The vote on the Service-Oriented Cloud Computing Infrastructure Project OpenGroup

I am seeing the topic of SOA to enable internal and external services to operate in Cloud infrastructures as a key topic particularly in the evolutions of SOA Design time artifacts (service contract, format protocols, portfolio) into Run time Service artifacts (API, Consumer/producer platform) that include the elastic environment specification and the specification form Security interoperability and a specification for dynamic binding and discovery among three key ones I can think of.

I have found in SOA projects that many where locked into a design time specification that was passed to developers who then figured out how to design and build the solution. Much of the web service or API design was either driven by a specific BPM style or Portlet style or more generally driven by a wrapper and service management focus. The production environment and network connectivity has typically been outside the span of a SOA project, typically putting non-functionals and production build and deployment into the area of existing infrastructure or new hardware investment to support a broad availability and utilization target. With active management and transaction level performance management in Service Management tools it is now possible to monitor and optimize individual web service calls and to fine tune network packets and database performance. This means that the goals of service oriented performance and QoS can potentially be modelled and delivered on a transaction by transaction basis.

The evolution of cloud based assets means the "up and down use" of application services can potentially reflect the real-time use of the IT services. The integration of SOA concepts with Cloud is a critical area to elaborate on how this can be done given the reality of the Cloud particularly in IaaS and PaaS is here already. An interesting area is the approach of Cloud vendors to adopt a RDF or own ontology to describe the metalanguage of the Cloud Infrastructure or to use more specific Hypervisor or API Oriented connection specifications.

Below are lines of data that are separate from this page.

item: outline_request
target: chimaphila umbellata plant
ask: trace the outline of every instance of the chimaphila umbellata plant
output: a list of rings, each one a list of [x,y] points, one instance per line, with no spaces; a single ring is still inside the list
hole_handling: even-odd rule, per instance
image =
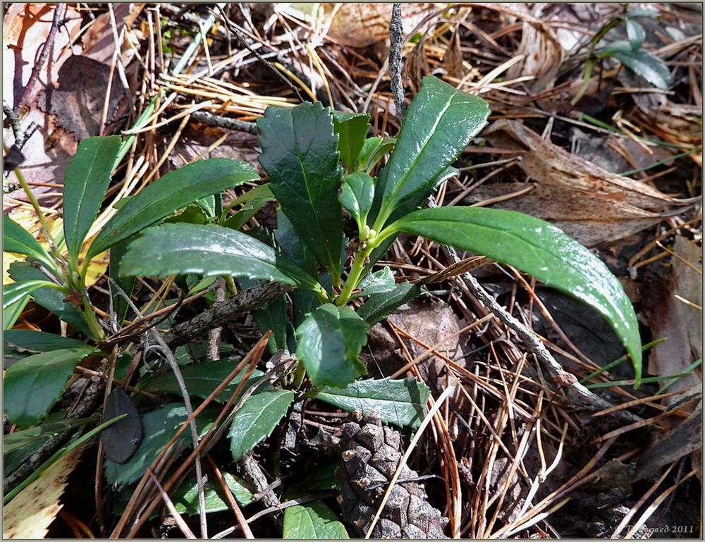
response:
[[[260,326],[271,331],[270,347],[295,354],[297,385],[307,376],[314,386],[345,388],[366,373],[360,353],[369,328],[421,292],[417,285],[397,284],[388,267],[375,268],[396,237],[407,233],[512,265],[599,311],[630,355],[638,385],[642,352],[634,310],[619,281],[584,247],[548,223],[520,213],[420,209],[456,173],[451,164],[489,113],[483,99],[434,77],[424,78],[392,140],[367,137],[367,114],[331,111],[320,104],[270,107],[257,122],[259,161],[269,183],[223,209],[223,191],[259,180],[250,165],[212,159],[172,171],[121,202],[82,264],[80,250],[121,142],[118,136],[88,138],[66,175],[68,255],[47,252],[4,217],[5,250],[27,257],[13,264],[16,282],[4,290],[6,329],[32,296],[99,345],[104,333],[85,277],[90,259],[109,249],[110,274],[122,277],[128,291],[136,276],[172,273],[222,276],[233,286],[238,279],[243,288],[255,281],[295,287],[255,312]],[[372,177],[386,156],[379,176]],[[272,201],[279,205],[274,231],[242,230]],[[188,212],[175,218],[185,208]],[[347,216],[354,223],[352,238],[345,234],[351,230],[344,228]],[[357,298],[362,304],[351,303]],[[17,335],[13,340],[21,345],[36,337]],[[6,409],[20,426],[41,421],[75,364],[96,352],[80,341],[55,342],[51,356],[30,356],[8,371]],[[37,382],[51,384],[51,393],[38,398],[33,393]]]

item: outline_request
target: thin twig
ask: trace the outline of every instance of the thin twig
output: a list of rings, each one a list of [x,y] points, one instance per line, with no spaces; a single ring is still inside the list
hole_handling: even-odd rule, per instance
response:
[[[143,318],[142,312],[137,307],[133,300],[130,299],[130,296],[128,295],[125,291],[118,285],[115,283],[114,285],[117,289],[118,292],[125,298],[128,304],[130,307],[135,311],[135,313],[140,318]],[[191,430],[191,441],[193,444],[193,448],[197,448],[198,447],[198,429],[196,427],[196,420],[193,419],[193,407],[191,405],[191,398],[188,393],[188,388],[186,387],[186,382],[183,379],[183,376],[181,374],[181,369],[179,368],[178,363],[176,362],[176,357],[174,356],[173,352],[169,348],[166,344],[166,341],[164,340],[164,338],[157,329],[152,328],[149,329],[149,333],[152,336],[154,337],[154,340],[157,341],[157,345],[152,347],[155,350],[159,350],[164,355],[164,357],[168,362],[169,366],[171,367],[171,370],[174,374],[174,376],[176,378],[176,382],[178,383],[179,390],[181,392],[181,396],[183,399],[184,406],[186,407],[186,414],[190,418],[192,418],[189,422],[189,427]],[[195,464],[196,467],[196,484],[198,487],[198,504],[199,504],[199,512],[200,515],[201,519],[201,538],[208,538],[208,523],[206,520],[206,498],[205,498],[205,491],[203,486],[203,470],[201,466],[201,456],[197,454],[195,458]]]
[[[67,5],[68,4],[55,4],[56,8],[54,11],[54,19],[51,20],[51,27],[49,28],[49,34],[47,35],[47,41],[44,42],[44,45],[42,47],[42,52],[39,53],[39,57],[37,59],[35,67],[32,68],[32,73],[30,74],[30,79],[27,82],[27,85],[25,87],[25,90],[22,91],[20,99],[15,106],[16,111],[21,111],[22,109],[27,105],[27,102],[34,98],[35,89],[39,77],[39,72],[44,68],[44,66],[47,62],[47,58],[49,56],[49,51],[51,51],[51,46],[54,44],[54,38],[56,36],[56,32],[59,30],[59,27],[61,25],[61,21],[63,19],[64,13],[66,13]]]
[[[281,283],[259,283],[227,301],[214,304],[188,321],[175,326],[164,339],[170,348],[185,345],[209,330],[223,326],[236,316],[257,309],[293,289],[293,286]]]
[[[392,96],[396,106],[397,118],[404,122],[406,116],[406,101],[404,87],[401,82],[401,51],[404,46],[404,27],[401,22],[401,4],[392,6],[392,16],[389,20],[389,77],[391,78]]]
[[[257,135],[259,133],[259,128],[255,123],[248,123],[245,121],[239,121],[237,118],[228,118],[214,115],[208,111],[194,111],[191,113],[191,121],[209,126],[215,126],[219,128],[228,128],[229,130],[237,130],[240,132],[247,132],[248,134]]]

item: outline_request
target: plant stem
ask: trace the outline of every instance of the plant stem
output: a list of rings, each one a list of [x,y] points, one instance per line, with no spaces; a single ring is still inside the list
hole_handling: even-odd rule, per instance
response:
[[[304,382],[304,378],[306,376],[306,368],[304,364],[301,362],[300,359],[296,362],[296,372],[294,373],[294,381],[292,385],[295,390],[298,390],[301,388],[301,385]]]
[[[357,288],[357,285],[360,284],[360,279],[362,278],[367,257],[374,249],[379,246],[382,241],[388,237],[388,235],[374,235],[373,232],[372,237],[362,241],[360,245],[364,246],[364,248],[355,253],[350,272],[348,274],[348,278],[345,279],[345,285],[336,300],[336,305],[342,307],[350,300],[352,297],[352,290]]]
[[[54,256],[54,260],[56,260],[61,270],[64,271],[66,269],[66,261],[59,252],[59,249],[56,248],[56,243],[54,240],[54,237],[51,235],[51,232],[50,231],[49,227],[49,223],[47,221],[47,217],[44,216],[44,213],[42,212],[42,207],[39,207],[39,201],[37,201],[34,192],[32,192],[32,189],[30,188],[30,185],[27,184],[25,175],[23,174],[19,167],[15,168],[15,175],[17,175],[17,179],[20,182],[20,186],[21,186],[22,190],[25,191],[25,194],[27,195],[27,197],[30,200],[30,203],[34,208],[35,212],[37,214],[37,218],[39,219],[39,223],[42,224],[42,229],[44,231],[44,236],[47,238],[47,242],[49,244],[49,249],[51,250],[51,254]]]
[[[612,20],[598,30],[597,34],[592,38],[590,42],[590,46],[587,49],[587,54],[585,56],[585,71],[582,75],[582,85],[580,86],[580,90],[577,91],[577,94],[575,94],[575,97],[570,100],[570,105],[575,105],[582,97],[583,94],[585,94],[585,91],[587,90],[587,85],[590,83],[590,78],[592,77],[592,68],[594,68],[597,62],[597,59],[594,58],[592,54],[597,44],[604,37],[607,32],[621,22],[622,19],[618,17],[612,19]]]
[[[94,338],[96,340],[103,340],[105,338],[105,332],[103,331],[103,328],[98,324],[98,320],[95,317],[95,313],[93,312],[93,309],[91,308],[90,299],[88,297],[87,293],[84,293],[83,295],[83,317],[85,319],[88,327],[90,328],[90,331],[95,335]]]

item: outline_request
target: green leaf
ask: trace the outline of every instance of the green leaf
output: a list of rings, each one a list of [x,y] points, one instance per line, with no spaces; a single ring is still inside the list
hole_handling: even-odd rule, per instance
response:
[[[379,231],[402,204],[418,207],[434,190],[439,175],[486,124],[489,106],[482,98],[458,90],[433,75],[422,80],[409,107],[376,192],[381,208]]]
[[[63,233],[72,261],[78,260],[81,245],[98,215],[121,142],[119,135],[87,137],[78,145],[78,150],[66,168],[63,180]]]
[[[128,239],[122,242],[118,242],[110,250],[110,264],[109,267],[110,278],[128,295],[132,295],[133,290],[135,288],[135,283],[137,282],[137,277],[120,276],[120,262],[127,252],[128,246],[133,240],[134,240]],[[121,324],[128,314],[128,309],[130,308],[130,305],[122,294],[119,293],[116,288],[112,288],[112,285],[109,283],[109,288],[113,292],[113,310],[115,312],[116,319],[118,321],[118,324]],[[191,293],[194,294],[195,292],[192,292]]]
[[[46,278],[42,271],[32,267],[26,261],[13,262],[10,265],[10,277],[17,282],[42,281]],[[54,288],[47,286],[35,290],[32,292],[32,297],[34,297],[37,304],[53,312],[61,319],[85,333],[94,340],[98,340],[97,337],[93,336],[93,332],[86,323],[81,312],[71,303],[64,302],[63,299],[66,294]]]
[[[390,292],[371,295],[357,309],[357,315],[370,326],[374,326],[405,303],[417,297],[421,291],[421,288],[416,284],[398,284]]]
[[[296,355],[316,386],[342,388],[367,372],[360,352],[368,326],[348,307],[326,303],[296,329]]]
[[[331,113],[333,129],[338,136],[338,149],[341,152],[341,159],[348,171],[352,171],[369,130],[369,114],[336,111]]]
[[[252,166],[228,158],[201,160],[171,171],[115,214],[93,241],[88,258],[205,196],[259,178]]]
[[[187,222],[189,224],[207,224],[208,214],[200,205],[187,205],[178,214],[167,216],[164,218],[164,222],[169,224],[176,224],[179,222]]]
[[[269,107],[257,119],[271,191],[317,259],[341,276],[343,216],[338,201],[343,169],[330,110],[320,102]]]
[[[607,266],[558,228],[513,211],[441,207],[415,211],[390,230],[508,264],[592,307],[607,319],[631,355],[638,386],[642,343],[629,298]]]
[[[301,238],[281,207],[276,210],[276,229],[274,230],[274,239],[276,240],[276,246],[284,256],[302,269],[305,269],[314,281],[318,281],[319,271],[316,264],[316,257],[308,247],[302,242]]]
[[[63,411],[60,412],[52,412],[50,416],[47,417],[47,419],[45,419],[41,425],[30,428],[29,429],[16,431],[14,433],[4,435],[2,438],[3,455],[4,455],[14,452],[16,450],[19,450],[20,448],[26,445],[30,442],[47,440],[54,436],[57,433],[63,433],[64,431],[74,429],[76,427],[80,427],[86,424],[95,423],[98,421],[97,416],[94,416],[90,418],[78,418],[75,419],[63,418],[56,419],[54,421],[49,421],[51,416],[54,416],[56,414],[59,414],[62,416],[66,415],[66,412],[63,412]]]
[[[203,436],[213,424],[220,408],[209,405],[196,417],[200,436]],[[105,460],[105,477],[108,484],[123,486],[140,479],[187,418],[186,407],[183,402],[164,405],[143,414],[144,438],[135,455],[122,464],[109,459]],[[191,431],[188,428],[176,439],[175,445],[180,450],[191,448]]]
[[[44,264],[47,269],[56,270],[56,264],[39,245],[39,242],[6,214],[4,214],[2,217],[2,250],[4,252],[32,256]]]
[[[350,538],[333,510],[320,500],[285,509],[282,537],[294,540]]]
[[[4,409],[12,423],[26,428],[40,421],[66,388],[76,364],[97,350],[67,348],[28,356],[11,365],[4,381]]]
[[[317,285],[302,269],[250,235],[216,225],[164,224],[133,241],[121,262],[123,276],[172,273],[231,275]]]
[[[394,276],[392,271],[388,267],[385,267],[381,271],[371,273],[364,278],[360,281],[357,288],[362,290],[362,293],[356,294],[352,296],[360,297],[362,295],[372,295],[373,294],[383,294],[391,292],[396,287],[396,282],[394,281]]]
[[[367,221],[367,213],[374,199],[374,180],[363,171],[346,175],[338,199],[362,228]]]
[[[5,310],[13,303],[16,302],[24,296],[31,294],[35,290],[41,288],[54,288],[56,285],[49,281],[35,280],[22,281],[21,282],[10,283],[2,287],[2,308]]]
[[[663,61],[646,51],[632,51],[629,42],[613,42],[600,51],[600,57],[613,56],[629,69],[660,89],[670,86],[670,71]]]
[[[45,333],[33,329],[11,329],[3,334],[6,343],[33,352],[51,352],[64,348],[85,348],[80,340],[61,337],[54,333]]]
[[[342,390],[321,386],[310,393],[348,412],[376,410],[383,421],[399,427],[418,427],[426,415],[429,388],[413,378],[405,380],[360,380]]]
[[[236,362],[231,359],[217,359],[193,363],[181,367],[181,376],[183,376],[189,395],[205,399],[221,385],[237,364]],[[214,400],[219,402],[226,402],[240,384],[244,374],[245,371],[243,371],[235,376],[233,381],[228,384],[227,387],[216,397]],[[261,371],[257,369],[253,371],[245,387],[243,388],[243,391],[255,386],[264,374]],[[137,385],[137,387],[140,390],[151,393],[181,395],[176,377],[174,376],[174,374],[171,371],[145,378]],[[259,390],[269,388],[271,388],[271,385],[265,383],[260,386]]]
[[[293,335],[293,328],[289,321],[289,304],[286,295],[281,295],[252,311],[252,316],[259,330],[264,333],[271,331],[267,348],[274,354],[278,350],[289,353],[289,335]]]
[[[233,417],[228,431],[233,461],[241,459],[262,438],[269,436],[293,400],[294,393],[287,390],[272,390],[247,398]]]
[[[362,144],[358,162],[360,169],[369,173],[385,154],[396,144],[396,137],[368,137]]]
[[[25,310],[25,307],[27,306],[27,303],[29,300],[29,295],[25,294],[13,302],[8,304],[6,307],[4,304],[3,304],[2,328],[4,330],[10,329],[15,325],[15,322],[17,321],[17,319],[20,317],[20,314],[22,314],[22,312]]]
[[[223,223],[223,226],[233,230],[240,230],[268,203],[273,201],[274,201],[274,197],[260,197],[248,202],[243,206],[242,209],[226,220]]]
[[[240,506],[247,506],[252,501],[252,493],[245,486],[245,481],[229,472],[221,472],[223,479],[233,492],[233,496]],[[206,513],[231,510],[228,500],[223,496],[223,488],[216,480],[209,480],[204,484]],[[171,501],[180,514],[190,516],[199,513],[198,484],[192,478],[178,486],[171,495]],[[154,515],[157,515],[154,512]]]
[[[644,40],[646,39],[646,32],[644,27],[634,19],[627,18],[627,37],[629,38],[629,44],[632,47],[632,51],[639,51],[642,48]]]

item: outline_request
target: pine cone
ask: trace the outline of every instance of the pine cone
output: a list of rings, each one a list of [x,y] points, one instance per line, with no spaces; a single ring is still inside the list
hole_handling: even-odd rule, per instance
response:
[[[386,426],[376,412],[362,417],[352,413],[353,421],[343,426],[341,449],[343,462],[338,467],[342,491],[338,500],[343,517],[360,538],[365,536],[382,497],[403,455],[401,436]],[[392,488],[373,538],[446,538],[443,526],[448,520],[427,502],[418,474],[404,465]]]

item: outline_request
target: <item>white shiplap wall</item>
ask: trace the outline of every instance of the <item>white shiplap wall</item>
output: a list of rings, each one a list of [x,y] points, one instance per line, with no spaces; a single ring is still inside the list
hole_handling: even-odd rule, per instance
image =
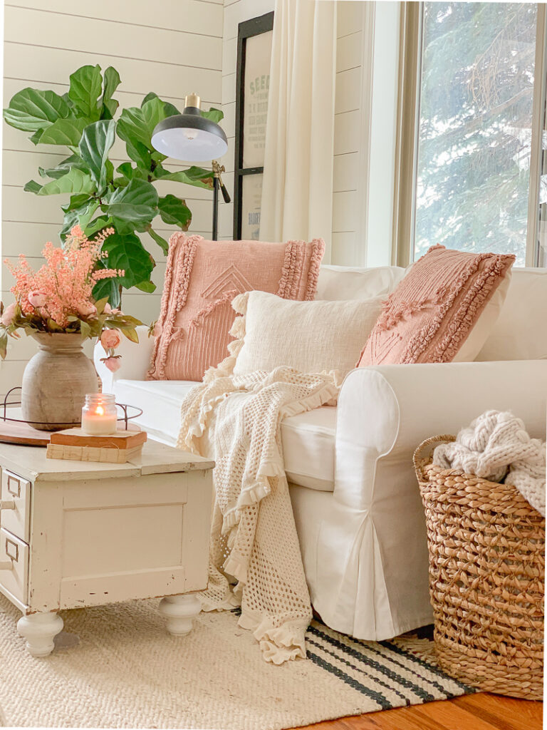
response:
[[[331,263],[364,264],[360,251],[359,170],[362,140],[361,112],[363,3],[337,2],[336,96],[335,104],[333,251]],[[222,161],[225,182],[233,191],[236,61],[238,24],[274,9],[275,0],[225,0],[222,41],[222,110],[228,151]],[[232,237],[233,206],[222,204],[220,236]]]
[[[132,0],[131,3],[93,0],[7,0],[5,4],[4,106],[26,86],[68,90],[69,76],[85,64],[113,66],[122,79],[115,94],[120,108],[139,106],[149,91],[172,101],[178,108],[184,96],[198,93],[203,107],[221,104],[222,68],[222,0]],[[40,265],[47,240],[58,240],[63,220],[60,206],[65,196],[39,198],[23,186],[38,177],[38,167],[52,166],[66,156],[62,148],[36,148],[25,133],[4,125],[1,258],[15,260],[26,253],[33,266]],[[127,159],[119,140],[112,161]],[[232,153],[232,160],[233,155]],[[180,169],[167,163],[170,169]],[[180,184],[158,185],[158,193],[184,197],[193,212],[191,230],[211,233],[212,194]],[[168,237],[164,223],[158,230]],[[148,237],[144,237],[146,241]],[[124,293],[124,310],[143,321],[159,310],[165,258],[156,245],[146,241],[158,261],[153,294],[138,291]],[[1,298],[11,301],[11,277],[2,267]],[[14,346],[15,345],[15,346]],[[34,351],[32,341],[10,342],[8,358],[0,364],[0,393],[20,383],[25,361]]]

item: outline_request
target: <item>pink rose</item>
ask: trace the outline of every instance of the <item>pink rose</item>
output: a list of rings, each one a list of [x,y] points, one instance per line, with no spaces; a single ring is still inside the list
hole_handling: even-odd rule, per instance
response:
[[[117,329],[105,329],[101,335],[101,344],[104,347],[105,352],[108,350],[115,350],[121,341],[120,331]]]
[[[76,311],[80,317],[90,317],[97,313],[97,307],[90,301],[84,301],[76,307]]]
[[[34,291],[29,291],[28,296],[27,296],[28,301],[33,307],[43,307],[46,303],[47,297],[44,293],[43,291],[38,291],[35,289]]]
[[[15,316],[15,304],[12,302],[11,304],[8,304],[6,309],[4,310],[4,314],[0,317],[0,323],[3,324],[4,327],[9,327],[9,325],[13,321],[13,318]]]
[[[103,362],[104,366],[107,367],[110,372],[115,372],[122,366],[120,358],[105,358]]]

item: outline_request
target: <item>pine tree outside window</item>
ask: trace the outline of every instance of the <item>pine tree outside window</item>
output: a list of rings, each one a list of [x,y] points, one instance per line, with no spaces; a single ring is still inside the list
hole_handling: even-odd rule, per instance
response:
[[[441,243],[547,265],[545,6],[424,2],[406,34],[397,262]]]

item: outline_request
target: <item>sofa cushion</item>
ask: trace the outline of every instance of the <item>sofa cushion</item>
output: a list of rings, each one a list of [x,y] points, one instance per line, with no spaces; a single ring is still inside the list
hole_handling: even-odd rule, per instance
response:
[[[249,291],[232,302],[241,315],[230,345],[233,374],[271,372],[288,366],[300,372],[335,370],[341,377],[355,367],[381,311],[382,298],[347,301],[289,301]],[[232,358],[225,360],[229,369]]]
[[[148,377],[201,380],[228,356],[237,294],[313,299],[325,242],[206,241],[173,234]]]
[[[513,269],[505,304],[477,360],[547,358],[547,269]]]
[[[135,423],[158,441],[174,446],[180,427],[180,404],[198,383],[187,380],[117,380],[116,401],[142,409]],[[336,409],[316,408],[286,418],[281,426],[287,477],[322,491],[334,490]]]
[[[359,269],[354,266],[322,266],[315,298],[337,301],[387,296],[406,272],[406,269],[402,266]]]

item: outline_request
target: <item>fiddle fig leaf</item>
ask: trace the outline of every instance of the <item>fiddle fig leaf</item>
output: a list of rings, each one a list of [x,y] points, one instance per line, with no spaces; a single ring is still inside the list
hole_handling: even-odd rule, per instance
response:
[[[206,190],[213,188],[213,173],[211,170],[205,170],[202,167],[193,165],[186,170],[178,170],[176,172],[169,172],[161,165],[154,170],[158,180],[174,180],[177,182],[185,182],[196,188],[204,188]]]
[[[112,66],[109,66],[104,72],[104,91],[101,99],[102,119],[112,119],[116,113],[120,102],[112,99],[112,94],[120,85],[120,74]]]
[[[125,275],[117,280],[125,288],[150,281],[155,262],[134,233],[109,236],[103,244],[103,250],[108,251],[105,265],[109,269],[123,269],[125,272]]]
[[[133,180],[126,188],[118,188],[104,207],[120,220],[148,223],[158,212],[158,193],[152,183]]]
[[[25,185],[25,190],[28,190],[28,183]],[[36,195],[60,195],[62,193],[85,193],[90,195],[96,189],[95,182],[90,175],[74,167],[62,177],[47,182],[38,191],[31,191]]]
[[[154,239],[158,245],[161,248],[163,253],[163,256],[166,256],[167,254],[169,253],[169,244],[167,242],[167,241],[166,241],[164,238],[162,238],[162,237],[158,233],[156,233],[156,231],[152,228],[152,226],[148,226],[147,227],[147,231],[148,231],[148,234],[152,238]]]
[[[42,145],[65,145],[66,147],[77,147],[88,120],[71,117],[68,119],[58,119],[42,134],[39,142]]]
[[[201,116],[206,119],[210,119],[212,122],[215,122],[217,124],[221,119],[224,119],[222,112],[220,109],[215,109],[214,107],[212,107],[207,112],[201,112]]]
[[[114,144],[116,123],[102,119],[88,124],[79,141],[79,156],[89,168],[92,178],[101,191],[106,185],[108,153]]]
[[[58,178],[62,177],[66,172],[68,172],[73,167],[77,167],[82,172],[89,172],[86,165],[78,155],[71,155],[70,157],[67,157],[66,160],[60,162],[56,167],[49,167],[45,169],[43,167],[39,167],[38,172],[41,177]]]
[[[97,99],[101,93],[103,79],[100,66],[82,66],[70,76],[69,98],[77,110],[79,117],[90,121],[98,119]]]
[[[70,113],[66,100],[55,91],[25,88],[12,97],[9,106],[4,110],[4,118],[16,129],[37,132]]]
[[[166,195],[158,201],[160,215],[163,223],[169,226],[179,226],[183,231],[187,231],[192,222],[192,213],[184,200],[174,195]]]
[[[106,269],[104,266],[98,268]],[[115,309],[120,306],[120,281],[115,277],[112,279],[100,279],[93,287],[93,299],[96,301],[108,298],[110,306]]]

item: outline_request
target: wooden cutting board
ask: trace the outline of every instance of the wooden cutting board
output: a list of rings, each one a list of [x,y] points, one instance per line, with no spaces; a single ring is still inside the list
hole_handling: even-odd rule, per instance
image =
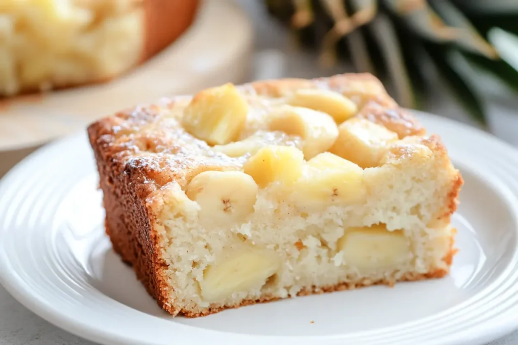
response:
[[[107,84],[0,102],[0,176],[16,160],[17,153],[83,130],[121,109],[226,82],[246,81],[252,43],[250,21],[237,5],[228,0],[204,0],[195,22],[182,36],[126,75]]]

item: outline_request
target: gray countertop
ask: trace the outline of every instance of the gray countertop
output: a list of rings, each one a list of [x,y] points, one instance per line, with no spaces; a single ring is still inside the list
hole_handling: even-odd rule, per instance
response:
[[[270,22],[265,14],[258,7],[260,2],[248,2],[246,0],[235,0],[243,5],[249,13],[256,28],[255,47],[257,50],[254,66],[255,78],[265,79],[277,78],[284,75],[311,78],[318,76],[320,72],[314,67],[314,57],[304,54],[299,54],[297,58],[286,58],[286,54],[291,54],[286,36],[281,32],[276,23]],[[284,57],[283,57],[283,56]],[[290,61],[290,64],[284,62]],[[326,74],[329,74],[329,71]],[[442,107],[449,107],[442,101]],[[443,109],[443,108],[441,108]],[[469,123],[462,112],[456,111],[454,107],[447,108],[449,116],[456,119]],[[438,108],[434,112],[439,113]],[[518,128],[518,116],[506,117],[506,114],[500,115],[500,119],[495,125],[496,131],[501,128],[503,135],[507,131],[509,135],[508,140],[511,143],[518,144],[518,137],[514,136],[515,131],[509,131]],[[503,117],[503,119],[502,119]],[[513,140],[514,140],[514,142]],[[0,174],[1,175],[1,174]],[[89,345],[93,343],[62,331],[57,327],[36,316],[15,300],[0,286],[0,345]],[[518,331],[491,343],[491,345],[518,344]]]

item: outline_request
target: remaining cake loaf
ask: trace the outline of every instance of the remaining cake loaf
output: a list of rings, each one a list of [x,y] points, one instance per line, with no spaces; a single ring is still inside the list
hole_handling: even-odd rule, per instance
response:
[[[370,75],[224,85],[88,132],[113,248],[173,315],[452,263],[461,176]]]
[[[103,81],[190,25],[198,0],[2,0],[0,97]]]

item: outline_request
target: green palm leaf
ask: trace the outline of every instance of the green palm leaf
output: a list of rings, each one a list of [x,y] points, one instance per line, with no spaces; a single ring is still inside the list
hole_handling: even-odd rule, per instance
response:
[[[518,2],[509,0],[267,0],[301,46],[321,62],[351,62],[382,79],[406,107],[421,108],[433,66],[473,118],[486,118],[481,91],[458,59],[518,93]]]

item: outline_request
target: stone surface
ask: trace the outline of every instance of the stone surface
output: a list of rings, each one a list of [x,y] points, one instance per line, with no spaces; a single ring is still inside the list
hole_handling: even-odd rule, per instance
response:
[[[287,36],[279,26],[266,18],[258,4],[261,2],[235,0],[240,3],[250,14],[256,29],[254,79],[270,79],[284,76],[312,78],[324,71],[315,67],[314,56],[296,53],[287,43]],[[296,58],[294,57],[296,54]],[[287,63],[286,62],[289,62]],[[326,74],[339,73],[343,67],[326,70]],[[451,103],[441,101],[434,112],[473,124]],[[495,122],[493,131],[504,134],[518,127],[518,117],[508,113],[499,115],[505,119]],[[514,114],[513,114],[514,115]],[[514,127],[513,126],[514,124]],[[506,132],[506,131],[508,131]],[[513,134],[513,133],[511,133]],[[516,138],[512,136],[517,140]],[[513,143],[518,145],[518,142]],[[1,175],[0,172],[0,175]],[[0,345],[93,345],[94,343],[70,334],[36,316],[15,300],[0,286]],[[518,331],[494,341],[490,345],[518,344]]]

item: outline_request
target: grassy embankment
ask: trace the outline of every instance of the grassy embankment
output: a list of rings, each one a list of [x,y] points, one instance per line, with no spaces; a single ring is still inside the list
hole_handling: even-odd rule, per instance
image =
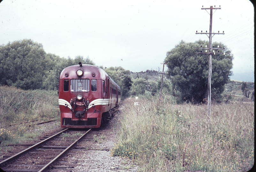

One area I am hoping the SOA Cloud project will help is to understand how to design applications in an SOA style that could best use a Cloud Infrastructure Environment. My understanding for example in work I conducted with VMware last year on Vcloud and Vapps is that the direction is towards "infrastructure aware applications" as the deconstruction of application functionality is further redefined as types of logic and payload services that are virtualized and "call" cloud infrastructure resources as and when it needs it. Multiplicity functionality is a new concept that enables multiple SOA style services to run simultaneously to process multiple services and scenarios through a distributed cloud infrastructure.

A great example of this I have seen with INTEL Research work focusing on Mobile Cellphone Technology that moves high processing workloads onto a external cloud service provider and returns the result back to the mobile cellphone device. This in effect "virtualizes the CPU and memory power" of the mobile cellphone device to include the external cloud services. Suddenly the cloud makes possible to bring new services and power to a multitude of different devices.

I think the SOCC Infrastructure project will pull existing SOA artifacts and Cloud together and I hope will help define the extensions of SOA to embrace the powerful "infrastructure Services" enabled via cloud. While this area is still evolving in the Cloud Infrastructure and interoperability specification I think the design of a "Cloud contract" will be much enhanced by this project.